Interview With Harry Smith of CBS’s Early Show

Secretary Condoleezza Rice
New York City
September 19, 2006

QUESTION: Earlier I talked to Secretary of State Condoleezza Rice and asked her about ongoing negotiations with Iran concerning its nuclear activities.

SECRETARY RICE: Well, what we have at this point is we’ve always been on two possible tracks. One is negotiation. And what’s being explored now is: Is there still a way to get to negotiation? Can we get to a situation in which the Iranians suspend and in which the United States then would join negotiations?

QUESTION: Down the line.

SECRETARY RICE: Down the line. Well, even --

QUESTION: You mean while the --

SECRETARY RICE: If the – no, when the Iranians suspend --

QUESTION: Right.

SECRETARY RICE: -- and suspend verifiably, the United States will be prepared to join. Those talks are going on now. Javier Solana, the EU foreign policy chief, has had those.

QUESTION: Right.

SECRETARY RICE: But we are still pursuing the path of sanctions should Iran not follow the UN Security Council resolution and suspend.

QUESTION: Well, which is the whole idea that Jacques Chirac is saying that we don’t – that maybe sanctions isn’t the way to go per se if talks can continue even just in some way to get this going, move it forward.

SECRETARY RICE: Well, no, if talks between Solana and the Iranian representative Larijani can get us to a suspension, that would be terrific. But the international community also has a credibility issue. We’ve said as of August 31st suspend or we will pursue sanctions, and so we are talking with our partners about that course as well.

QUESTION: I want to talk about the White House policy on interrogation methods. There seems to be some movement afoot. Your predecessor, Secretary of State Colin Powell, has said, "The world is beginning to doubt the moral basis of our fight against terrorism," because of the White House’s insistence on changing of the Article 3 or "clarifying" Article 3 of the Geneva Convention. Is the White House going to back away from that?

SECRETARY RICE: Well, the President wants very much to, with Congress, have a law that can allow us to use legal means, treaty-compliant means, to get the information that we need to prevent the next attack. I think the American people want us to do that. I think Europeans and others who have also been saved by information from this program want us to do that. But of course we want to do it in a treaty-compliant way and we are not redefining Article 3 of Geneva. Look, the problem is that the language of Article 3, Common Article 3, is very imprecise, very vague, and the professionals – you know, the people who have to go out there and do the interrogation on our behalf – want to know that they are within the law. We owe them that.

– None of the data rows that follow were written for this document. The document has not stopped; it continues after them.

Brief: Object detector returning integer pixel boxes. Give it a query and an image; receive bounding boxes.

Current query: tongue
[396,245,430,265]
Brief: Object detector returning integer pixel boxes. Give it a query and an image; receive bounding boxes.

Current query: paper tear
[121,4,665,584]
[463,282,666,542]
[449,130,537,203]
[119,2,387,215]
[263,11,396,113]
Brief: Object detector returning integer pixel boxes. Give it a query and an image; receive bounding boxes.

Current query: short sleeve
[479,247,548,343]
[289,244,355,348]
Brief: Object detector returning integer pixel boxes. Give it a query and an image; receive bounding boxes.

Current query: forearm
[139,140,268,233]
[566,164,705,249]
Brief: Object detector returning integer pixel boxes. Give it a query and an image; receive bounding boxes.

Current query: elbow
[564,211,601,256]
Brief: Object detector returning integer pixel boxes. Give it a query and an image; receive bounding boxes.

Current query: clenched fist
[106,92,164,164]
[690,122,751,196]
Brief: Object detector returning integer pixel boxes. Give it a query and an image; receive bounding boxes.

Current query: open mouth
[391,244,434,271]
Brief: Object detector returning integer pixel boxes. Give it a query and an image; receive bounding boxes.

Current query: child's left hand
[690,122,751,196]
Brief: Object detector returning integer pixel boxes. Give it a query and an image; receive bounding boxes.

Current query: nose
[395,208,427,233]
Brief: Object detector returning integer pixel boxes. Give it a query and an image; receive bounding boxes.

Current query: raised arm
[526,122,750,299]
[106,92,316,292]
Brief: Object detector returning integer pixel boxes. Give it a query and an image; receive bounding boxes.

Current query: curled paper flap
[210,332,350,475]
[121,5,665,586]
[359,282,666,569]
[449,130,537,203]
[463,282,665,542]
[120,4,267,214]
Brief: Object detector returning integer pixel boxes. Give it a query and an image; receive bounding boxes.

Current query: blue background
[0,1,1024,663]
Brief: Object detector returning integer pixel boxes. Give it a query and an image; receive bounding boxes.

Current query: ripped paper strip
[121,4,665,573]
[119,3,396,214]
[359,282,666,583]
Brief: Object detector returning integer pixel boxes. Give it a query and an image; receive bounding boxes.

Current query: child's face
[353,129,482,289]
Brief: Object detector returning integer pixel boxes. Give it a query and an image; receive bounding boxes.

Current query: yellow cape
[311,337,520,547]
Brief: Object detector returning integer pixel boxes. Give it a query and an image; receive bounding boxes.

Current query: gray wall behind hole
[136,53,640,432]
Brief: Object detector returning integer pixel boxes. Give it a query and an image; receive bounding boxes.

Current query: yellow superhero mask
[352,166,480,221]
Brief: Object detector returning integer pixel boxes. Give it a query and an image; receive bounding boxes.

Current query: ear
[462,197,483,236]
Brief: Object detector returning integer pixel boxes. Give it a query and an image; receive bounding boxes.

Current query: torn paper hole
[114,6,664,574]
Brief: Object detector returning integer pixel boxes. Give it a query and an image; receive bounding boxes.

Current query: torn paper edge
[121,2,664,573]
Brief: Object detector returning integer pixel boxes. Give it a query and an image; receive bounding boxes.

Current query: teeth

Nobody wants to --

QUESTION: But the basic premise is the disallow of humiliating and degrading treatment of prisoners, and that’s what people from John McCain to John Warner to Secretary Powell says that’s sacrosanct; you can’t go beyond that.

SECRETARY RICE: It’s simply a question of what constitutes inhumane or degrading conduct. That’s what it is. It’s not a matter – the United States doesn’t want to engage in violations of Common Article 3. We don’t want to redefine Common Article 3. We are – the people of the United States of America – that really was – we were the parents in a sense of Common Article 3. But we do want to give our professionals clear guidance so that they know they are operating within the law.

And I just want to go back, Harry. The moral high ground in this war is that the United States and our allies are fighting people who kill innocent people wantonly. They don’t kill innocents as collateral damage. They intend to kill innocents. And when you have someone like Khalid Sheikh Mohammed or Ramzi bin al-Shib, the plotters and planners of September 11th, and they know information that can prevent the next attack on innocent people, you have every obligation to find out what they know within legal means and within treaty-compliant means.

QUESTION: We’re going to have to leave it at that. Madame Secretary, thank you so much.

SECRETARY RICE: Thank you very much.